Para reverter esse quadro, Stefani sugere a conscientização, redução de danos e o incentivo à socialização, para que essas pessoas se sintam acolhidas. 

Vício e nicotina

A sensação atraente do fumo acontece através da nicotina, o principal agente do cigarro. Essa substância orgânica é um estimulante que excita células cerebrais, no qual promove a liberação de adrenalina a partir da glândula supra-renal; responsável pela produção de hormônios. Esse elemento imita os neurotransmissores e aumenta o nível de  dopamina, o que leva à sensação de prazer. Esse processo, desde o impacto no centro nervoso do cérebro até a propagação da dopamina no córtex, ocorre de 7 a 19 segundos após a tragada do cigarro. Logo, o vício ocorre pela gratificação dessa ação. 

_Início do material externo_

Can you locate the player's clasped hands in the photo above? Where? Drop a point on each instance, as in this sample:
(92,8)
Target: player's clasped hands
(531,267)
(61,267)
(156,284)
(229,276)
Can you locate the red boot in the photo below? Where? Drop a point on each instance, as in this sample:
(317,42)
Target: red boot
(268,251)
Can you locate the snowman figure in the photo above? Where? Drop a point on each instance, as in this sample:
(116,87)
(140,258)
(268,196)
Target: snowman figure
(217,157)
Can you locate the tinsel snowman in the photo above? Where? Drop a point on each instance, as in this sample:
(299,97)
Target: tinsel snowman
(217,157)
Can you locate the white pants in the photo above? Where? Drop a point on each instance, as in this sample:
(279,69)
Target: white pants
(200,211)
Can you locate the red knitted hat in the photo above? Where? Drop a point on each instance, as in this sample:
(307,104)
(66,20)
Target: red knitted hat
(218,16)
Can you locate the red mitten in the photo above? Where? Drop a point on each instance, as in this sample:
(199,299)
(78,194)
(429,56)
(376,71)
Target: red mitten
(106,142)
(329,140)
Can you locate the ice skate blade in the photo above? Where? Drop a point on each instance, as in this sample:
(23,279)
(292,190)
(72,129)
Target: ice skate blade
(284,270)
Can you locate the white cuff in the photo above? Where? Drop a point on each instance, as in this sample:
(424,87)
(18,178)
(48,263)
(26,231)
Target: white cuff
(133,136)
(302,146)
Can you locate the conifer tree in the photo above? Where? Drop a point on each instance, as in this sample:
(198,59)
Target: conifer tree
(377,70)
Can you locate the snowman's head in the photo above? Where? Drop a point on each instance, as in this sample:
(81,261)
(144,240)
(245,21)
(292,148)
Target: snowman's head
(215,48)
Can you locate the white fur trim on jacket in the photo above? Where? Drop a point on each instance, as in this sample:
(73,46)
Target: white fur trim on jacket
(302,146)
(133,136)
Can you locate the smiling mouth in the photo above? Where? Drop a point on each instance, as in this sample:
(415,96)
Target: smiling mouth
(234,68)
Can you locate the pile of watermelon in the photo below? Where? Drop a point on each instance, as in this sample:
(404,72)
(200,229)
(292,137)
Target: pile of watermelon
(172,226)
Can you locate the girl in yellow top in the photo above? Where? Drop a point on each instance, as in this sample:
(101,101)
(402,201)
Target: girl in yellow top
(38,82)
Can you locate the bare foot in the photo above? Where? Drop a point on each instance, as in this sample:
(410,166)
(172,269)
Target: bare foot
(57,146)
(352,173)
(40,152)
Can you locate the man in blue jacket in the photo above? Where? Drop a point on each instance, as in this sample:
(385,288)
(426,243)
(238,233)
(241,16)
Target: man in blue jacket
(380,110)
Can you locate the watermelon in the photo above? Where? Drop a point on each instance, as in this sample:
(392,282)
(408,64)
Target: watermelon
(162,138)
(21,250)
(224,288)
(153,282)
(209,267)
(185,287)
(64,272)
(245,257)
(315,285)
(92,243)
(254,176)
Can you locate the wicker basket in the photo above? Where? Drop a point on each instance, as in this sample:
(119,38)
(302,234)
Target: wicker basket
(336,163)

Quanto mais cigarros fumados, diminui o nível de nicotina no cérebro, o que causa a necessidade de doses mais elevadas. Esse aumento na dose cria uma tolerância do organismo à substância e o usuário tende a fumar cada vez mais cigarros. Esse também é o caso de Rute, que fuma ahá 30 anos e consome cerca de 20 cigarros em dois dias. Todo esse processo, apesar de aparentemente terapêutico, causa dependência e aumenta as chances do desenvolvimento de doenças, tanto psicológicas quanto físicas, como cânceres, doenças crônicas e cardiorrespiratórias, depressão e transtorno do pânico. 

“O tabagista, ao inalar a fumaça com a nicotina da qual está dependente, inala juntamente, em média, 2,5 mil substâncias lesivas ao organismo.” afirma o médico José Rosemberg, especialista em tabagismo.


Onde procurar ajuda

Os serviços da Narcóticos Anônimos podem ser achados através do site da instituição, onde são informados os passos para reuniões virtuais e presenciais, além de meditações guiadas e uma “calculadora para o tempo limpo”. Atualmente, em Curitiba, existem oito grupos de ajuda que se encontram de duas a três vezes na semana. 

Há também o Programa Contra o Tabagismo, ofertado pela Secretaria de Saúde de Curitiba. O programa é aberto a todos que tenham interesse, pois, conforme Ana Paula Machado, atual coordenadora do PMCT, esse é um direito de todos, independentemente de sexo, etnia, ocupação, características sociais ou pessoais. A ajuda pode ser contatada pelo número de telefone 3350-9000 ou de modo presencial em qualquer unidade de saúde da cidade. Todas as informações estão no site da Prefeitura.

Também é possível falar diretamente com o Ministério da Saúde, através do número de telefone 136.